Por más de 20 años he tenido el honor de transmitir conocimiento a otros, y en cada momento que lo hago, siento ese escalofrío que pasa por la espalda, al conocer la responsabilidad de ser un profesor, y el día que uno comprende esa responsabilidad, nuestra vida cambia profundamente.

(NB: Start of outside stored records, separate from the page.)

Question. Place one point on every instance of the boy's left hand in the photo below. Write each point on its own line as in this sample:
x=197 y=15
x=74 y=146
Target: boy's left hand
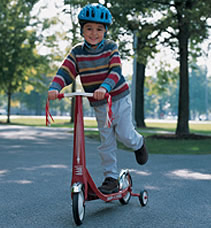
x=99 y=93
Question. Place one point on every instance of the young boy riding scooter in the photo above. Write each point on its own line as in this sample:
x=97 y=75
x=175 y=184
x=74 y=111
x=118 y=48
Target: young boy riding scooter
x=97 y=62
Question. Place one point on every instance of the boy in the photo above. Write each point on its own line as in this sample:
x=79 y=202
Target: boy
x=98 y=63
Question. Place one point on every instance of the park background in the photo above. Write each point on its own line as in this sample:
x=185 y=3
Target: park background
x=165 y=48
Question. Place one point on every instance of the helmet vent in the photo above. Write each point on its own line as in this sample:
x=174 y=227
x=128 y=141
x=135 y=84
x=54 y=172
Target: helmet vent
x=87 y=13
x=93 y=13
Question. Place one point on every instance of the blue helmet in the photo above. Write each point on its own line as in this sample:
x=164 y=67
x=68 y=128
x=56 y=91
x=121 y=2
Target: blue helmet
x=95 y=13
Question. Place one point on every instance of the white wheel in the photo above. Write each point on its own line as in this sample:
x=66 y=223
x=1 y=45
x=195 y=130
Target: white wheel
x=143 y=198
x=124 y=182
x=78 y=207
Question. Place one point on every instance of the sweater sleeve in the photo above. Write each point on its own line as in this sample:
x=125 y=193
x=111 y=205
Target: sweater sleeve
x=66 y=74
x=115 y=70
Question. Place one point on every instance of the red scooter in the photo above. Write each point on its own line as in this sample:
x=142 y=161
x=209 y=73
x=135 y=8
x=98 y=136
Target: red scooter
x=83 y=187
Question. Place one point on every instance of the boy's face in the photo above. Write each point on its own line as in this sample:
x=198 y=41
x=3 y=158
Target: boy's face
x=93 y=33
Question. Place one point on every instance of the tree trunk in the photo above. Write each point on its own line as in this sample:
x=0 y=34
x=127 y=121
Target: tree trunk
x=139 y=101
x=8 y=106
x=183 y=108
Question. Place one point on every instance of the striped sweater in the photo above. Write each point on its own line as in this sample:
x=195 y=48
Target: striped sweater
x=96 y=67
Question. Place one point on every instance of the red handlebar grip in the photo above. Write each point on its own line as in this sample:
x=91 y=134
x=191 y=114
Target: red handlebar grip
x=60 y=96
x=106 y=95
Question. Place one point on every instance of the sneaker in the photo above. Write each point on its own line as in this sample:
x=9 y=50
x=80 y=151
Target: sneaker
x=109 y=185
x=141 y=155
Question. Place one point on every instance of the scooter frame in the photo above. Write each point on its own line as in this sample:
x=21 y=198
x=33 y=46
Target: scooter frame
x=83 y=187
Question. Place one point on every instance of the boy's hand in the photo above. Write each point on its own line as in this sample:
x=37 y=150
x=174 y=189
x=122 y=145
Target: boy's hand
x=99 y=94
x=52 y=94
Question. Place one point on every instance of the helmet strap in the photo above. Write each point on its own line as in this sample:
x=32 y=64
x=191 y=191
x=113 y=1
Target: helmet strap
x=99 y=45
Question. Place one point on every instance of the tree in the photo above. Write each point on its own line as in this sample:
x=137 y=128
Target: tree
x=17 y=42
x=184 y=24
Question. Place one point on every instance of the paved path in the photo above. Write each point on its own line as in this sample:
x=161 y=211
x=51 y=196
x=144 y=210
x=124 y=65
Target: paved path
x=35 y=172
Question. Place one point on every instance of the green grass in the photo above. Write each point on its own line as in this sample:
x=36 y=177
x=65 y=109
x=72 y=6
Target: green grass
x=156 y=146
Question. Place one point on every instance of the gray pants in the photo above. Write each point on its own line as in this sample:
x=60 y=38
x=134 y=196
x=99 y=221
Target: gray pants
x=122 y=129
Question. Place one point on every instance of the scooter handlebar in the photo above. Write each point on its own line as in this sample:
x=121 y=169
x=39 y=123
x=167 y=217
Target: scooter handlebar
x=63 y=95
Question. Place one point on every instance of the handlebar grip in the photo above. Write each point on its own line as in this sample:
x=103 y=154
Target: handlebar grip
x=60 y=96
x=107 y=95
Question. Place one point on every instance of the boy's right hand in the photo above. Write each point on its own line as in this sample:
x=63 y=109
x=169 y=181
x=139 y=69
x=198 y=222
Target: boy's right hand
x=53 y=94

De niño fui alumno, y pocas veces comprendí por qué los profesores me pedían hacer lo decían, como hacer planas repetitivamente o hacer muchos ejercicios de lo mismo, como si quisieran que las cosas las hiciera más mecánicamente que otra cosa; me demoré mucho en comprender por qué debía saber del Imperio Romano o el número de Avogadro, y sin duda, me costó mucho aprender la importancia de la historia de mi país, sobretodo, que cuando comencé a entenderla, entendí muchas cosas que pasan hoy.
Tuve el honor de tener tremendos maestros como Luis Eduardo Pardo en el Emilio Valenzuela, que me regaló el amor por las matemáticas; a Juan Carlos Echeverry, quien me dio Teoría Monetaria en la Javeriana, y que no dejó que me venciera un enfermedad y me enseñó a luchar por el conocimiento; el Maestro Guillermo Hoyos, que con su sarcasmo y exigencia, me llevó por el mundo de la filosofía y los valores; y el humilde Ronald Inglehart, que me guio por el camino del estudio de los cambios culturales, al enfrentarme con los propios cambios que había tenido mi vida.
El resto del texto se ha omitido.